While such checks may be effective in many cases, or the need for them avoided altogether by methods that strategically combine answers into an accurate aggregate signal, there are cases where including them isn’t enough to bring about the desired quality of responses. Or, these checks might add additional issues to a task such as when verification questions interrupt the flow of a worker’s thinking, or anchor a worker’s subsequent responses.
Dual reasoning accounts of cognition suggest that people can process incoming information intuitively, automatically, and relatively effortlessly, or they can apply more deliberative, systematic and analytical thinking to make a decision.

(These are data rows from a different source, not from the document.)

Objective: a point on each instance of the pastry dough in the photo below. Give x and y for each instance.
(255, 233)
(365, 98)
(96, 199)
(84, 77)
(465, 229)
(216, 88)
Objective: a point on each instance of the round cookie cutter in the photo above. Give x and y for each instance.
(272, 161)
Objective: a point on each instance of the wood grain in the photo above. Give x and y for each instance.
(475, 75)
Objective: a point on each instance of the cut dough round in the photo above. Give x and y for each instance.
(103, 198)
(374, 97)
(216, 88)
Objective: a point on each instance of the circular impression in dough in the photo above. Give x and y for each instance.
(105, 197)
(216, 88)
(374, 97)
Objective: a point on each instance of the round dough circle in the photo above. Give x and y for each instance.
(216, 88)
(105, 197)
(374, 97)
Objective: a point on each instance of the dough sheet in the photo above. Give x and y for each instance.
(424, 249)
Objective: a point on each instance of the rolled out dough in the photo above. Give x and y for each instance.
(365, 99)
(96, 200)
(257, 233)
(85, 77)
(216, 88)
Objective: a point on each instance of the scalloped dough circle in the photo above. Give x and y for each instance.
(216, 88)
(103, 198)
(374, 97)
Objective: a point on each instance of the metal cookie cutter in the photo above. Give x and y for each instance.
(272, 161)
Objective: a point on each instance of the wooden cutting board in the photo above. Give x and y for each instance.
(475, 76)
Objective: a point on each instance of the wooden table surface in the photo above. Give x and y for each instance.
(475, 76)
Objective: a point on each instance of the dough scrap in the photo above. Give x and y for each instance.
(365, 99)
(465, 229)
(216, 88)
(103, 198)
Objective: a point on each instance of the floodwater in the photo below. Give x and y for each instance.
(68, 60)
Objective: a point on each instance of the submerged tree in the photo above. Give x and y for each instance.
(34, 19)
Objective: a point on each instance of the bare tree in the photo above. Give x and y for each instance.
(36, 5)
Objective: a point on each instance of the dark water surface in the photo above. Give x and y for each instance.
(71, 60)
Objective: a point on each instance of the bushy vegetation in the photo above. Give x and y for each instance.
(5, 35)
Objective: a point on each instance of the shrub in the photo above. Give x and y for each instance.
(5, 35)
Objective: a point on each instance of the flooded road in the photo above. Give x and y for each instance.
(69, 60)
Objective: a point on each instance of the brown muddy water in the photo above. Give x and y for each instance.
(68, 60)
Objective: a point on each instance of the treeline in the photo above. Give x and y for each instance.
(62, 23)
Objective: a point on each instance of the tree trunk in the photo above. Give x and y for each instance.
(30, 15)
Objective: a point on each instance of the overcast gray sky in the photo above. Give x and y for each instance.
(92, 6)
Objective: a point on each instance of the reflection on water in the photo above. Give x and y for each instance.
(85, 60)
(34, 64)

In a recent paper (Hullman, 2011), I discuss how evidence from psychological experiments that manipulate task stimuli in ways that encourage one reasoning style over another can be integrated into crowdsourced research to improve the quality and validity of experimental results. In many cases, a central challenge to experimentation on AMT is how to activate the sort of systematic thinking that will lead to better responses, and possibly more skilled workers in the long run, while still creating HITs that workers want to do!
One technique to induce active, systematic cognitive processing of presented task information (such as images or text) involves integrating more difficult to parse stimuli in key places in the task. Harder-to-read fonts, for example, have been shown to increase recall and comprehension of textual information (Alter et al., 2009), as has using more cognitively “costly” legends as opposed to labels on graphs (Shah et al., 2011). While subjects may perceive such stimuli as more difficult, the effect is less interruptive of their cognitive processing of the target task than verification questions or instructional manipulation checks.

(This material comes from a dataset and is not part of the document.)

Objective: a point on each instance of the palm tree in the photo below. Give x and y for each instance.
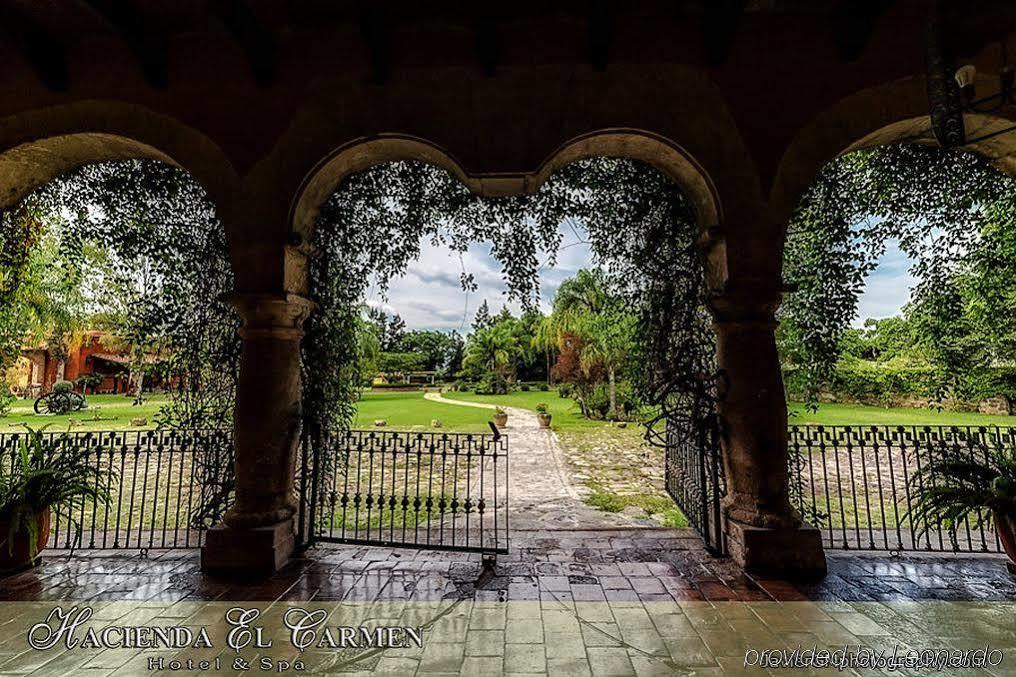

Motivation, the self-directed component of psychological activity, can both strengthen and balance the effects of the above “desirable difficulties” techniques. Active, engaged processing of information can be induced by increasing a reasoner’s desire to engage with the content. What if researchers devoted more attention to creating an aesthetically-pleasing or personalized HIT? Doing so could strike a balance between increasing a worker’s motivation and sense of enjoyment of the task while simultaneously introducing cognitive difficulties that decrease the likelihood of more erroneous automatic reasoning.

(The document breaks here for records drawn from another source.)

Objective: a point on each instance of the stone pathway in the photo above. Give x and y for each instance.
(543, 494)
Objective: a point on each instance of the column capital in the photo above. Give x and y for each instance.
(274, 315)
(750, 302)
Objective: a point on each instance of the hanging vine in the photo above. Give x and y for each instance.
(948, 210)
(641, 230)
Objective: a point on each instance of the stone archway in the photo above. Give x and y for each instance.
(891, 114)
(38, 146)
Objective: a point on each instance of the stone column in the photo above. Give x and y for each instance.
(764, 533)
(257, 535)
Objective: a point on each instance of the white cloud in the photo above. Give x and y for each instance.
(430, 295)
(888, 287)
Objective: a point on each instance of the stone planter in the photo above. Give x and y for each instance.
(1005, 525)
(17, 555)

Hullman, J. (2011). Not all HITs are Created Equal: Controlling for Reasoning and Leaning Processes in MTurk. Positionpaper. ACM CHI 2011, Vancouver, BC.
Alter, A. L., & Oppenheimer, D. M. (2009). Uniting the Tribes of Fluency to Form a Metacognitive Nation. Personality and Social Psychology Review, 13(3), 219-235.
Shah, P., Miyake, A., & Freedman, E. (2011). Are Labels Really Better Than Legends? The Effects of Display Characteristics and Topic Familiarity on the Comprehension of Multivariate Line Graphs. Working Paper in preparation.